US astronaut and oceanographer Dr Kathryn Sullivan has compared the current global situation to being in the midst of a severe storm on a sailing boat in mid-ocean.
In an interview with The Sunday Times, Dr Sullivan, who has Irish roots, said that although she was an optimist, it was “the most uncertain time I have witnessed in my lifetime”.
“You couldn’t even think of putting a sail back up, let alone trimming it, or trying to steer..only to ride it out as best one can...” she said.
“ It’s a bit like watching the circus performer twirling plates on the end of a stick, relying on gyroscopic forces – but if the twirling slows down any, the plates start to wobble like crazy,” she said
A global pandemic can focus attention on the potential of the ocean environment as a vital source of protein and new medical treatments, she notes.

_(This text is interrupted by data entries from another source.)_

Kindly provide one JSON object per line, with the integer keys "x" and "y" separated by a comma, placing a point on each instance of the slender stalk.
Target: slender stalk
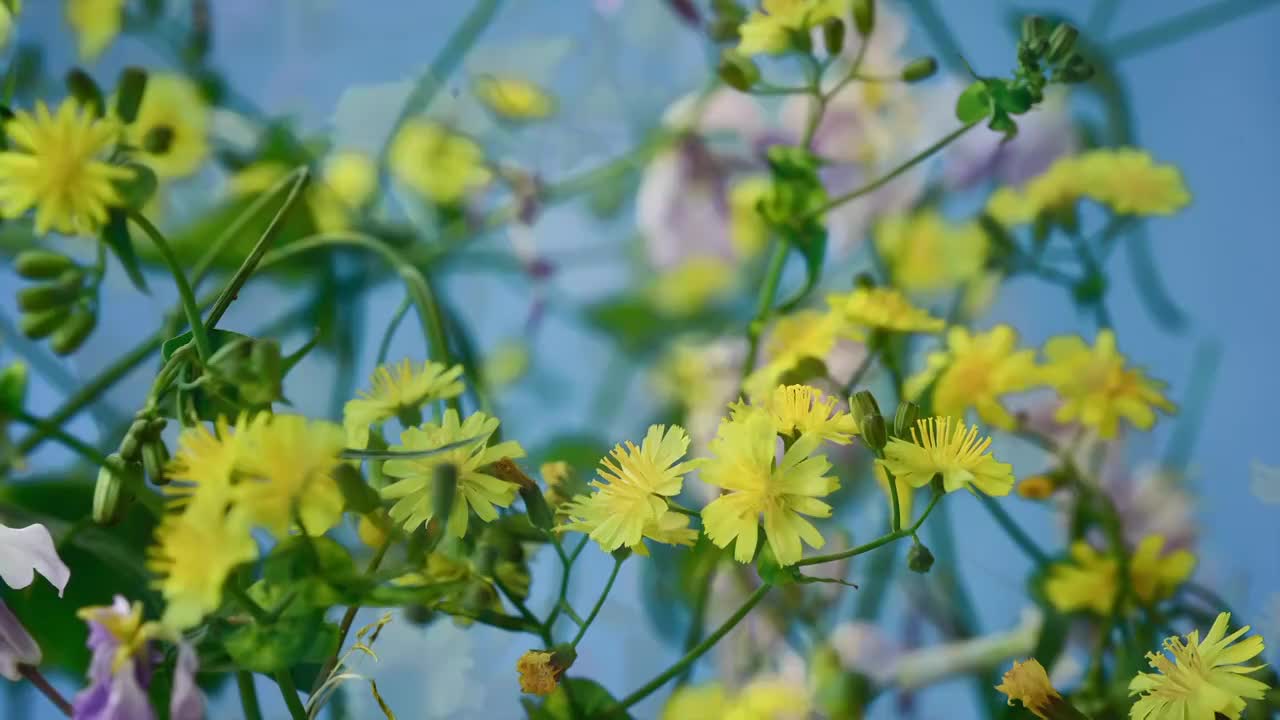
{"x": 187, "y": 296}
{"x": 693, "y": 655}
{"x": 599, "y": 602}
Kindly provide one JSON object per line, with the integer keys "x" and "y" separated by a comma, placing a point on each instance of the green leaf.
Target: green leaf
{"x": 115, "y": 235}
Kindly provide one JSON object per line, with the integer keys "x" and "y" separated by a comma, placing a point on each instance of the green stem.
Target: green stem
{"x": 188, "y": 299}
{"x": 694, "y": 654}
{"x": 599, "y": 602}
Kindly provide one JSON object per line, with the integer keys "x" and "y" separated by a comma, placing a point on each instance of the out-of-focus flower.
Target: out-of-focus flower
{"x": 400, "y": 388}
{"x": 1202, "y": 679}
{"x": 743, "y": 463}
{"x": 170, "y": 132}
{"x": 1097, "y": 387}
{"x": 442, "y": 165}
{"x": 55, "y": 167}
{"x": 476, "y": 490}
{"x": 977, "y": 370}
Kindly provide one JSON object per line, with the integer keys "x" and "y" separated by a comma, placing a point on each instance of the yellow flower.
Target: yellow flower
{"x": 881, "y": 308}
{"x": 397, "y": 390}
{"x": 926, "y": 254}
{"x": 769, "y": 31}
{"x": 1028, "y": 683}
{"x": 476, "y": 490}
{"x": 513, "y": 99}
{"x": 744, "y": 464}
{"x": 96, "y": 22}
{"x": 1205, "y": 678}
{"x": 796, "y": 410}
{"x": 54, "y": 165}
{"x": 1091, "y": 580}
{"x": 287, "y": 474}
{"x": 944, "y": 446}
{"x": 630, "y": 504}
{"x": 1097, "y": 388}
{"x": 974, "y": 370}
{"x": 442, "y": 165}
{"x": 170, "y": 132}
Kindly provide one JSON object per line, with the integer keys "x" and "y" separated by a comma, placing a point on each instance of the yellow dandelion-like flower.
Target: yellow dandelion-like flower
{"x": 881, "y": 308}
{"x": 170, "y": 132}
{"x": 976, "y": 370}
{"x": 397, "y": 390}
{"x": 1203, "y": 679}
{"x": 54, "y": 165}
{"x": 944, "y": 446}
{"x": 442, "y": 165}
{"x": 476, "y": 488}
{"x": 1096, "y": 386}
{"x": 513, "y": 99}
{"x": 781, "y": 492}
{"x": 1091, "y": 580}
{"x": 96, "y": 23}
{"x": 286, "y": 474}
{"x": 798, "y": 410}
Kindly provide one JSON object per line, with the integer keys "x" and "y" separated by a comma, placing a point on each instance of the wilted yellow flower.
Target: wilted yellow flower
{"x": 1205, "y": 678}
{"x": 54, "y": 165}
{"x": 440, "y": 164}
{"x": 946, "y": 446}
{"x": 397, "y": 390}
{"x": 976, "y": 370}
{"x": 1091, "y": 580}
{"x": 743, "y": 463}
{"x": 1097, "y": 387}
{"x": 513, "y": 99}
{"x": 170, "y": 132}
{"x": 476, "y": 488}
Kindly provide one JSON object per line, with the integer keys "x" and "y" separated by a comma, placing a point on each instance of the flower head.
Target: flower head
{"x": 1203, "y": 678}
{"x": 54, "y": 165}
{"x": 476, "y": 488}
{"x": 743, "y": 463}
{"x": 396, "y": 390}
{"x": 1098, "y": 388}
{"x": 942, "y": 446}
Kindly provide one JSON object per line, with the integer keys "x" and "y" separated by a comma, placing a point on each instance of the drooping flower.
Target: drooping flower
{"x": 743, "y": 464}
{"x": 55, "y": 167}
{"x": 476, "y": 490}
{"x": 1098, "y": 388}
{"x": 944, "y": 446}
{"x": 396, "y": 390}
{"x": 976, "y": 370}
{"x": 442, "y": 165}
{"x": 1203, "y": 678}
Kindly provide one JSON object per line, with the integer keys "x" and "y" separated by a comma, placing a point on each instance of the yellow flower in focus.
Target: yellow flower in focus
{"x": 974, "y": 370}
{"x": 512, "y": 99}
{"x": 883, "y": 309}
{"x": 442, "y": 165}
{"x": 397, "y": 390}
{"x": 1091, "y": 580}
{"x": 1028, "y": 683}
{"x": 476, "y": 490}
{"x": 798, "y": 410}
{"x": 96, "y": 23}
{"x": 769, "y": 28}
{"x": 170, "y": 132}
{"x": 743, "y": 463}
{"x": 927, "y": 254}
{"x": 629, "y": 505}
{"x": 287, "y": 474}
{"x": 54, "y": 165}
{"x": 1096, "y": 386}
{"x": 1203, "y": 679}
{"x": 946, "y": 446}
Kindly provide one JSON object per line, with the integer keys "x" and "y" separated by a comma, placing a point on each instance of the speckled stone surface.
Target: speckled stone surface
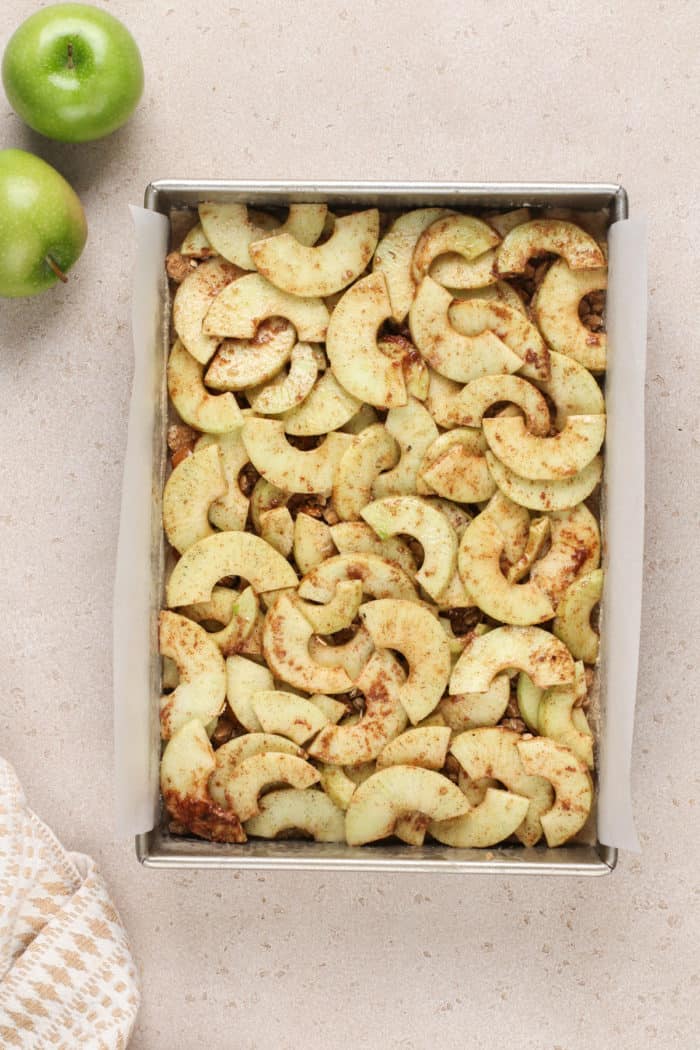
{"x": 487, "y": 90}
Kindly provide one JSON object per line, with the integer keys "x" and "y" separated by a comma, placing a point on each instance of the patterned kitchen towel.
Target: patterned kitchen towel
{"x": 67, "y": 979}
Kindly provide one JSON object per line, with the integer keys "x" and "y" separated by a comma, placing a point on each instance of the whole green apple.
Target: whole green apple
{"x": 72, "y": 72}
{"x": 42, "y": 225}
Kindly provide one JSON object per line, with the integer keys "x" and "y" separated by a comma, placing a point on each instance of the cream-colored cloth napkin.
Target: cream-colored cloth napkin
{"x": 67, "y": 978}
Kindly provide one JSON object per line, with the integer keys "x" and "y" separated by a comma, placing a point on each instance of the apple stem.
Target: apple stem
{"x": 57, "y": 269}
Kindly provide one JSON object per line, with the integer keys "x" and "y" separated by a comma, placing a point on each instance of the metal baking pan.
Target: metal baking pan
{"x": 157, "y": 847}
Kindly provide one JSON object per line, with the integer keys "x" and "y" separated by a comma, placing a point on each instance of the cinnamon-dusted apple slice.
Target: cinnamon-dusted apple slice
{"x": 212, "y": 413}
{"x": 398, "y": 792}
{"x": 555, "y": 308}
{"x": 543, "y": 235}
{"x": 410, "y": 516}
{"x": 309, "y": 811}
{"x": 305, "y": 271}
{"x": 570, "y": 779}
{"x": 546, "y": 495}
{"x": 290, "y": 468}
{"x": 545, "y": 658}
{"x": 358, "y": 363}
{"x": 231, "y": 228}
{"x": 457, "y": 356}
{"x": 415, "y": 632}
{"x": 546, "y": 459}
{"x": 202, "y": 689}
{"x": 237, "y": 311}
{"x": 189, "y": 491}
{"x": 192, "y": 301}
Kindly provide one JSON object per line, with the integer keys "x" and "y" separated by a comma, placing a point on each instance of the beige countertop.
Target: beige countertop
{"x": 557, "y": 90}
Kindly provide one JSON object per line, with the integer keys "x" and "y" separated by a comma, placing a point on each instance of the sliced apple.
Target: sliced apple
{"x": 358, "y": 363}
{"x": 213, "y": 413}
{"x": 544, "y": 235}
{"x": 189, "y": 491}
{"x": 414, "y": 631}
{"x": 202, "y": 687}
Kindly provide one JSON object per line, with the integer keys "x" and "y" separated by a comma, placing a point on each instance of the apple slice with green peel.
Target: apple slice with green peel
{"x": 192, "y": 301}
{"x": 464, "y": 235}
{"x": 327, "y": 268}
{"x": 227, "y": 554}
{"x": 481, "y": 550}
{"x": 572, "y": 624}
{"x": 546, "y": 459}
{"x": 416, "y": 633}
{"x": 372, "y": 452}
{"x": 231, "y": 228}
{"x": 357, "y": 741}
{"x": 451, "y": 354}
{"x": 425, "y": 747}
{"x": 358, "y": 363}
{"x": 189, "y": 491}
{"x": 555, "y": 307}
{"x": 395, "y": 253}
{"x": 410, "y": 516}
{"x": 548, "y": 235}
{"x": 238, "y": 310}
{"x": 546, "y": 495}
{"x": 574, "y": 550}
{"x": 310, "y": 811}
{"x": 571, "y": 781}
{"x": 290, "y": 468}
{"x": 200, "y": 692}
{"x": 398, "y": 792}
{"x": 285, "y": 638}
{"x": 288, "y": 714}
{"x": 380, "y": 578}
{"x": 415, "y": 431}
{"x": 544, "y": 657}
{"x": 326, "y": 407}
{"x": 212, "y": 413}
{"x": 313, "y": 542}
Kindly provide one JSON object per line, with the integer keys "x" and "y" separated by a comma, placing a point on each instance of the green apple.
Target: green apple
{"x": 42, "y": 225}
{"x": 72, "y": 72}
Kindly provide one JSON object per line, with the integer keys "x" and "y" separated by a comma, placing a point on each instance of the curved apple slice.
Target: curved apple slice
{"x": 464, "y": 235}
{"x": 574, "y": 550}
{"x": 309, "y": 811}
{"x": 572, "y": 624}
{"x": 415, "y": 632}
{"x": 395, "y": 252}
{"x": 285, "y": 638}
{"x": 231, "y": 228}
{"x": 355, "y": 742}
{"x": 546, "y": 495}
{"x": 192, "y": 301}
{"x": 453, "y": 355}
{"x": 326, "y": 407}
{"x": 305, "y": 271}
{"x": 212, "y": 413}
{"x": 545, "y": 658}
{"x": 398, "y": 792}
{"x": 380, "y": 579}
{"x": 545, "y": 235}
{"x": 373, "y": 450}
{"x": 202, "y": 689}
{"x": 555, "y": 308}
{"x": 546, "y": 459}
{"x": 189, "y": 491}
{"x": 572, "y": 785}
{"x": 239, "y": 309}
{"x": 410, "y": 516}
{"x": 358, "y": 363}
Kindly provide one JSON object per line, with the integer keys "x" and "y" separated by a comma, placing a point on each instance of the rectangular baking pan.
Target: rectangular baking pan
{"x": 157, "y": 847}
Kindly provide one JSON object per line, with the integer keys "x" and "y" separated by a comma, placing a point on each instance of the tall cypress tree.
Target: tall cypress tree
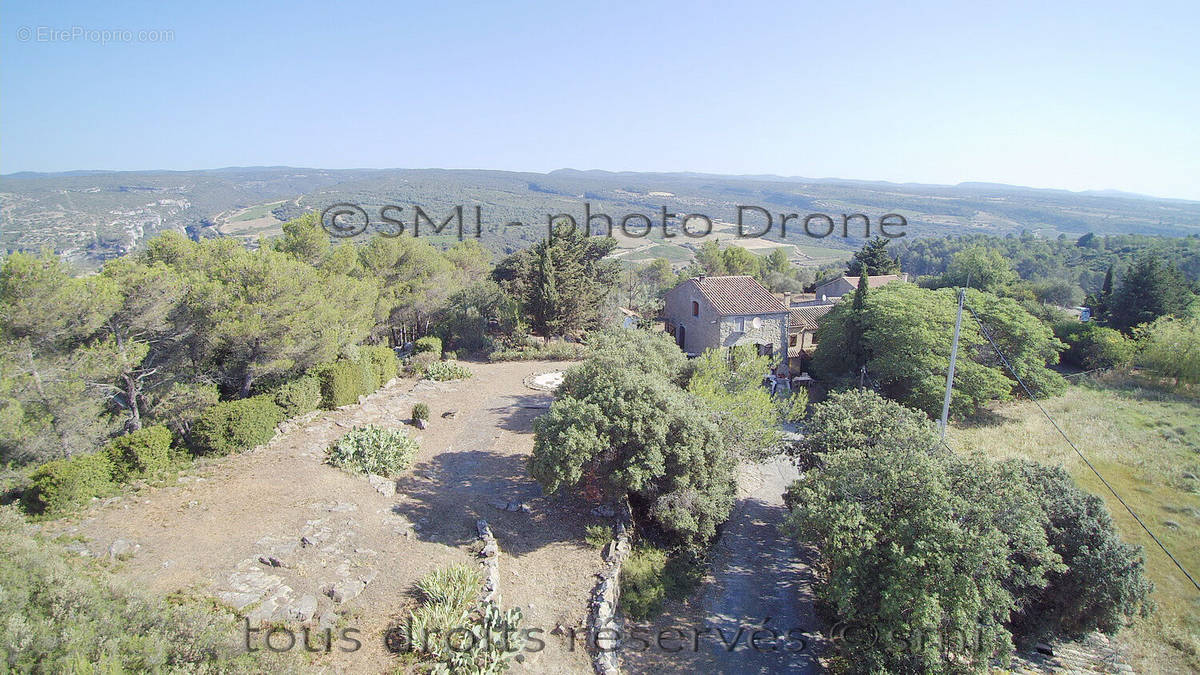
{"x": 857, "y": 326}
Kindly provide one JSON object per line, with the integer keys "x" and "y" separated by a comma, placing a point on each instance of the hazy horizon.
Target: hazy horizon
{"x": 1072, "y": 96}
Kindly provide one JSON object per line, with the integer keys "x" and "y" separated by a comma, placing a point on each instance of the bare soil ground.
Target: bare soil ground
{"x": 207, "y": 532}
{"x": 754, "y": 614}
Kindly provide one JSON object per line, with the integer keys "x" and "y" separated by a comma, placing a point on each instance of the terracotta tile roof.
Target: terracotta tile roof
{"x": 737, "y": 296}
{"x": 876, "y": 281}
{"x": 807, "y": 317}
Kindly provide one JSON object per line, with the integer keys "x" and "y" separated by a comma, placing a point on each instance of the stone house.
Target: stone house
{"x": 838, "y": 287}
{"x": 709, "y": 312}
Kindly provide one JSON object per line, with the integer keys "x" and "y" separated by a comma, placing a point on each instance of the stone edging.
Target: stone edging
{"x": 491, "y": 562}
{"x": 605, "y": 603}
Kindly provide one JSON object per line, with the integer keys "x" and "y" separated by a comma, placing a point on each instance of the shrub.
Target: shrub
{"x": 417, "y": 364}
{"x": 642, "y": 589}
{"x": 454, "y": 628}
{"x": 1091, "y": 346}
{"x": 420, "y": 411}
{"x": 1103, "y": 584}
{"x": 58, "y": 619}
{"x": 384, "y": 362}
{"x": 652, "y": 575}
{"x": 442, "y": 371}
{"x": 857, "y": 418}
{"x": 642, "y": 437}
{"x": 598, "y": 535}
{"x": 429, "y": 344}
{"x": 139, "y": 453}
{"x": 341, "y": 383}
{"x": 299, "y": 396}
{"x": 1170, "y": 347}
{"x": 375, "y": 449}
{"x": 234, "y": 426}
{"x": 63, "y": 484}
{"x": 918, "y": 543}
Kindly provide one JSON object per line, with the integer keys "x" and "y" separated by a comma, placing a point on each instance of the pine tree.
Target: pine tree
{"x": 861, "y": 292}
{"x": 874, "y": 258}
{"x": 1150, "y": 290}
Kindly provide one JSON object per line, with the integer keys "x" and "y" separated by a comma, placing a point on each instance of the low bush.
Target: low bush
{"x": 652, "y": 575}
{"x": 420, "y": 411}
{"x": 64, "y": 484}
{"x": 598, "y": 535}
{"x": 642, "y": 583}
{"x": 58, "y": 619}
{"x": 299, "y": 396}
{"x": 384, "y": 362}
{"x": 373, "y": 449}
{"x": 415, "y": 365}
{"x": 234, "y": 426}
{"x": 141, "y": 453}
{"x": 443, "y": 371}
{"x": 429, "y": 344}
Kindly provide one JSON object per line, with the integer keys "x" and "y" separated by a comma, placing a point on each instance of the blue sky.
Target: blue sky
{"x": 1072, "y": 95}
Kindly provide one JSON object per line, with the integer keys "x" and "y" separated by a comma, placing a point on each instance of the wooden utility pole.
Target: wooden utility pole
{"x": 954, "y": 356}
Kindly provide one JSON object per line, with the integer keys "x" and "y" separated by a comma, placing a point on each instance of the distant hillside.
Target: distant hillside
{"x": 94, "y": 215}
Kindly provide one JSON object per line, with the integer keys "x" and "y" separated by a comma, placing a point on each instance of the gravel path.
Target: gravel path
{"x": 759, "y": 580}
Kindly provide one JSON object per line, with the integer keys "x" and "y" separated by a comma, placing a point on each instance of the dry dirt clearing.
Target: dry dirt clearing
{"x": 347, "y": 554}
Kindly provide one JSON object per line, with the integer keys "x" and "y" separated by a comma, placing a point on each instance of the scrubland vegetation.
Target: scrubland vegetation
{"x": 202, "y": 348}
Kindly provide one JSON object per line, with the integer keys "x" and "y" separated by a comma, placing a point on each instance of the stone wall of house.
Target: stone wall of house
{"x": 700, "y": 332}
{"x": 772, "y": 332}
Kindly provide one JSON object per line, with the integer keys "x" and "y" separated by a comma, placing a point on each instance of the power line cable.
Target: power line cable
{"x": 1078, "y": 452}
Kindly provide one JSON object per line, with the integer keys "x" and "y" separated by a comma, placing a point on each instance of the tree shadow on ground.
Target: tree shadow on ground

However, she cautions that the oceans are under considerable pressure, thanks to “we two-footed critters” allowing rubbish to reach the very bottom of the remote Mariana Trench and microplastics to poison the deepest ocean creatures.
“So there is no part of this planet that is disconnected,” she says.
Dr Sullivan, who developed close links with the Marine Institute here during her term as US Under Secretary of Commerce for Oceans and Atmosphere and National Oceanic and Atmospheric Association Administrator (NOAA), has been invited by the institute to give a public “virtual” interview.